I was just reading this article about a new search engine that's supposed to answer your questions directly, instead of directing you to websites:
Like Google, Only Much, Much Worse

For example, you can ask the box office results for a movie, and it will give you the dollar amount. The problem that the article points out is that it's limited in its scope. It searches reference works like CIA World Factbook, U.S. Census reports, Wikipedia, and "about nine-tenths of what you'd see on the main shelves of a reference library." So it points out that it's not able to answer as many questions as a Google search can.

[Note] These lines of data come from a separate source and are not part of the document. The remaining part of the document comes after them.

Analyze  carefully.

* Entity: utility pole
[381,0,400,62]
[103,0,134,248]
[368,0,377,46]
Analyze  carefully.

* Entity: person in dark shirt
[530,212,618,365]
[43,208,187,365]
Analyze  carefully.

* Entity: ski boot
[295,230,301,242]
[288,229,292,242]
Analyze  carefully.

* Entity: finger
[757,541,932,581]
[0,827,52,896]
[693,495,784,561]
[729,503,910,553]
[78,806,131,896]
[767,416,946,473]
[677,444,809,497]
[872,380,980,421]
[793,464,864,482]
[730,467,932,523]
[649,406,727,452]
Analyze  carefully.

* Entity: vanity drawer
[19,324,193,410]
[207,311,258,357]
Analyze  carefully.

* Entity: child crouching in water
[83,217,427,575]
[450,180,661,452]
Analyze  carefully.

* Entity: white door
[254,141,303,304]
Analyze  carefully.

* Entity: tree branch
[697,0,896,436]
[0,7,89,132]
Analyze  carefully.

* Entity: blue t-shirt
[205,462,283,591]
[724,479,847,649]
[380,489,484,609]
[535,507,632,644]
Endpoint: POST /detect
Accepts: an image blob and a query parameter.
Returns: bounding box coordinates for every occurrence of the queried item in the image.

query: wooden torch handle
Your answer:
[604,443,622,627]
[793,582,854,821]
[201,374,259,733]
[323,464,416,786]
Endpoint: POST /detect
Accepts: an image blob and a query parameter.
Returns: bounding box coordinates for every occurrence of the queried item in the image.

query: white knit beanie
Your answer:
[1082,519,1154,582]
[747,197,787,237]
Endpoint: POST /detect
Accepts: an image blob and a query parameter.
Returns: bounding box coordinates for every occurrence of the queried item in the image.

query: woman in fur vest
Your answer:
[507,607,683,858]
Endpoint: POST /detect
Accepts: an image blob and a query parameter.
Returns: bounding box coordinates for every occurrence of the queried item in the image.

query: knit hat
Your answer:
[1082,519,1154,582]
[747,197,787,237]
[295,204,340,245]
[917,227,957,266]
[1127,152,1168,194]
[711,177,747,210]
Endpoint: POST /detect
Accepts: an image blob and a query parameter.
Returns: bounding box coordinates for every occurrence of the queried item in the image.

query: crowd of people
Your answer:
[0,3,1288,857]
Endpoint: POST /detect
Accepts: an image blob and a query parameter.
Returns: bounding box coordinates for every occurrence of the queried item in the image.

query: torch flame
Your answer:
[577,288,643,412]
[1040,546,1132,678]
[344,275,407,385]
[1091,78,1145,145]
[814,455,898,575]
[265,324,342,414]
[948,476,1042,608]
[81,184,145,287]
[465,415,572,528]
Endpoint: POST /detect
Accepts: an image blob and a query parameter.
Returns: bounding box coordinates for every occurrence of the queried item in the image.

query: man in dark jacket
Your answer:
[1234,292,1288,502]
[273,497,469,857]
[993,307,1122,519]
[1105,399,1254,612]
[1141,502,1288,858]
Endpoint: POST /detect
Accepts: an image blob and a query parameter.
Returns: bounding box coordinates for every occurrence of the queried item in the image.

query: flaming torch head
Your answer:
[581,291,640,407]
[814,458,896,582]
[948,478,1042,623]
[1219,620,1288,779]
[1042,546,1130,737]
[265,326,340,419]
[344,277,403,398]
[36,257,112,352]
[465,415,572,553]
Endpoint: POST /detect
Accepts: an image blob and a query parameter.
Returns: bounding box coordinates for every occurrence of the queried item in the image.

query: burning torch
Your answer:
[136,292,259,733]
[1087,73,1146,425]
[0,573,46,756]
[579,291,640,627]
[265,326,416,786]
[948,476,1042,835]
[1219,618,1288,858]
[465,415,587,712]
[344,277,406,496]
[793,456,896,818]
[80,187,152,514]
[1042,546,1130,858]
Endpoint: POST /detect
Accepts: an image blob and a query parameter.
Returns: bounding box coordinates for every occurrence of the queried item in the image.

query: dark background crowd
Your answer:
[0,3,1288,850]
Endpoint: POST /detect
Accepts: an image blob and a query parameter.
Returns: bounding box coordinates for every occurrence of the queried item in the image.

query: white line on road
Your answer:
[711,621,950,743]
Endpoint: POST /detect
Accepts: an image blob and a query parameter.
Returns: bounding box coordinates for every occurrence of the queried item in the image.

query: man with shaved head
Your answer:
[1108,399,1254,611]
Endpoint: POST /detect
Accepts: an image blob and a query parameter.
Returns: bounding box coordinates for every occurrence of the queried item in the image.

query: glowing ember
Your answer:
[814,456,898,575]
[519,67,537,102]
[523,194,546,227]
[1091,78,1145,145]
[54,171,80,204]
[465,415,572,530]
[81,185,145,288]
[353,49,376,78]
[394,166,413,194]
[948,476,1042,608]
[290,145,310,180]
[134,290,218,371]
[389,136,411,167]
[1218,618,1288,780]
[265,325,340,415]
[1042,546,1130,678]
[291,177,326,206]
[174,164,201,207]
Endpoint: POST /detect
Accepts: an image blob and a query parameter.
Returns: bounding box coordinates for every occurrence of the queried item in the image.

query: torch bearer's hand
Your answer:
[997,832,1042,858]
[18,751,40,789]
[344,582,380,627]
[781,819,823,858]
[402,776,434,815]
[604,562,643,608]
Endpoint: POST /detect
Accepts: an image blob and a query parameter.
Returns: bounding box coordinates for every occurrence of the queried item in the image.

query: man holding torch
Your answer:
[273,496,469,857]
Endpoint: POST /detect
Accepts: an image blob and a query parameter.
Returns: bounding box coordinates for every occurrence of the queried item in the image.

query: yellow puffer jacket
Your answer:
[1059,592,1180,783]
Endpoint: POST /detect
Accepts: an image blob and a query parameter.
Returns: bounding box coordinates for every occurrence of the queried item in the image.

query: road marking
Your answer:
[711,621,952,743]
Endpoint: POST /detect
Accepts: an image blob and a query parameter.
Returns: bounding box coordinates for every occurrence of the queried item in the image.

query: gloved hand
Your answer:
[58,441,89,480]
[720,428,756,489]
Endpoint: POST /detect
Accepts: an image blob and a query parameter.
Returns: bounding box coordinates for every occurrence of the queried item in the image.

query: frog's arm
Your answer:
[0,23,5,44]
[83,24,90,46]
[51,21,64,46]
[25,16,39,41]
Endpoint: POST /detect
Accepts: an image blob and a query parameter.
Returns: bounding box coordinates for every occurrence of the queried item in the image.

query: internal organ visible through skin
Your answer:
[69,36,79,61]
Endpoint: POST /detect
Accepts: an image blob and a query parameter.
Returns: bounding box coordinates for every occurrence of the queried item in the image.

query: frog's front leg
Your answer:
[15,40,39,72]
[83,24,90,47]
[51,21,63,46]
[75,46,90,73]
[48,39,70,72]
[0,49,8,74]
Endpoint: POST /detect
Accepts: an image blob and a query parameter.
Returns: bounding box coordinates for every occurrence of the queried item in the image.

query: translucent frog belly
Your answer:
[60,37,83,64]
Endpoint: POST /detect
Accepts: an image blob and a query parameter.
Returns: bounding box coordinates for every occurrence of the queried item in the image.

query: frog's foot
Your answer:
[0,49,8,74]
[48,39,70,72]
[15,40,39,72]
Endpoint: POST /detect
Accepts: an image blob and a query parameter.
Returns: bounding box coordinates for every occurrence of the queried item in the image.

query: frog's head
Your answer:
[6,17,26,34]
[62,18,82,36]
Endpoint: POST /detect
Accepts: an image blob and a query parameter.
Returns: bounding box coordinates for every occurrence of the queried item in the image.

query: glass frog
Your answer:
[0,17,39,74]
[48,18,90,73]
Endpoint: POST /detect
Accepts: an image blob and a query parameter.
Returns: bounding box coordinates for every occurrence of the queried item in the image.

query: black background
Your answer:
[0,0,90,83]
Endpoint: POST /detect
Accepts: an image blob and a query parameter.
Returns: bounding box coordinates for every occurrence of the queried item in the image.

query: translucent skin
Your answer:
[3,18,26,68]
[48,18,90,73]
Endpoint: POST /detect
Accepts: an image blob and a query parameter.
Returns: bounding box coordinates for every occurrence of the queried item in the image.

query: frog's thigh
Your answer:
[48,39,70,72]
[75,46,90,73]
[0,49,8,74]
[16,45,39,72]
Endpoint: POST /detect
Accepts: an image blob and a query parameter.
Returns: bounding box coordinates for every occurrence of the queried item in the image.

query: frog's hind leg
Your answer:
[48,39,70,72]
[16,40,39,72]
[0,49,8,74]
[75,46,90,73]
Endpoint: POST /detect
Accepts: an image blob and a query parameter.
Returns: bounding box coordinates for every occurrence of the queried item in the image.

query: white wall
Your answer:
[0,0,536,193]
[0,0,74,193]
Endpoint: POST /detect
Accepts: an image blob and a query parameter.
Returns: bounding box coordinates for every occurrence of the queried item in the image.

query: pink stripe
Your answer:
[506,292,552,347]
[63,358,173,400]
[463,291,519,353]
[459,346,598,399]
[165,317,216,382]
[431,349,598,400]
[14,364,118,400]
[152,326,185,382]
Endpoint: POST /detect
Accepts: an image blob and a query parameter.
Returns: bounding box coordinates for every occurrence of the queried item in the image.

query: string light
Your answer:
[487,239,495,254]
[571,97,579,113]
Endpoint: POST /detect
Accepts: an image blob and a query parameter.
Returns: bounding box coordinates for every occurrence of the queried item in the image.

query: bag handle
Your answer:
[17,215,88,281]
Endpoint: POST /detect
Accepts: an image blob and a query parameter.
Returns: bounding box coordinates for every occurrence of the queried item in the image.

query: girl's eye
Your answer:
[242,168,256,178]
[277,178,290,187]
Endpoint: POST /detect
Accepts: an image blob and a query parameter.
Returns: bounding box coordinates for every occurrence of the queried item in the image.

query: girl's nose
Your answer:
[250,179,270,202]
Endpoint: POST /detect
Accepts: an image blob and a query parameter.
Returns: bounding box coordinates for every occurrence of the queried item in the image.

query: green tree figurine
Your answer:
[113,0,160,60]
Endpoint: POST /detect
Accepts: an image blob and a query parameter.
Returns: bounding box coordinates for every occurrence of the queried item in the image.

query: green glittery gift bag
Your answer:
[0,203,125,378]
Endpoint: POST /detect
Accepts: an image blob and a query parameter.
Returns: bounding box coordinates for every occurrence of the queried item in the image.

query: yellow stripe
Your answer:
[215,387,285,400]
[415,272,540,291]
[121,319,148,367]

I find it interesting that this limitation is the same one that we have for our print reference collections. It is now sadly true that for many questions, you can't find the answer in a reference book and it's better to go to Google. (Reliability questions aside)

Tuesday, May 12, 2009

Wikipedia hoax

Here's a new story about a hoax on Wikipedia:
Irish student hoaxes world's media with fake quote

A student posted a fake quote on Wikipedia about a musician who had just died. Several new sources picked it up and quoted it, before the student announced he had made up the quote. As the article notes, what is scary is that once these more "reliable" sources published it, it gave the quote added credibility. Someone maliciously making something up could then cite those as an authoritative source.

Friday, May 08, 2009

Slowing our patrons down

I thought this was an interesting paragraph from a recent ACRLog post:

For Abrams, it is all about the mystery. He says it “demands that you stop and consider - or at the very least, slow down and discover”. Isn’t that what library research is supposed to be about? You begin with a question to which the answer is unknown or uncertain. You don’t know how it’s going to end. Then you go through a process to collect the information needed to answer the question and resolve the mystery. Just like a good puzzle, in research you need to assemble the pieces correctly to discover the big picture. How do you communicate the natural enjoyment and challenge of the research process to a generation raised on the pursuit of spoilers and cheats? Taking the time to learn to research and then go through the discovery process, they must conclude, is for fools and suckers only.
This goes right along with some conversations we've been having in the library. I look forward to trying to think about practical steps we can take to make our library a place where the enjoyment, challenge, and pace of good research are all celebrated.

See also this ACRLog post on the new Kindle as a threat to libraries and possibly to the understanding of research espoused above. The "faster and easier" promise of technology involves trade offs that I think are rarely considered.

Now Twittering

Failing to post as regularly here as I would like, I've begun using Twitter. I (Matt) try to post the single most interesting thing I read in library blogs there each day. Feel free to check it out.

Thursday, May 07, 2009

Google Books

A student just asked me if we would be subscribing to Google Books, so I was investigating to see if there have been more developments regarding this.

I came across an article where librarians are expressing concern about the possibilities, fearing that costs could be very high, and also issues with privacy:
Libraries skeptical of Google books settlement

Another article said that librarians are asking for a judge to monitor the settlement so costs don't become too high:
Libraries Ask Judge to Monitor Google Books Settlement

I didn't find anything that sounded like prices or details had been set yet. Has anyone else heard anything more?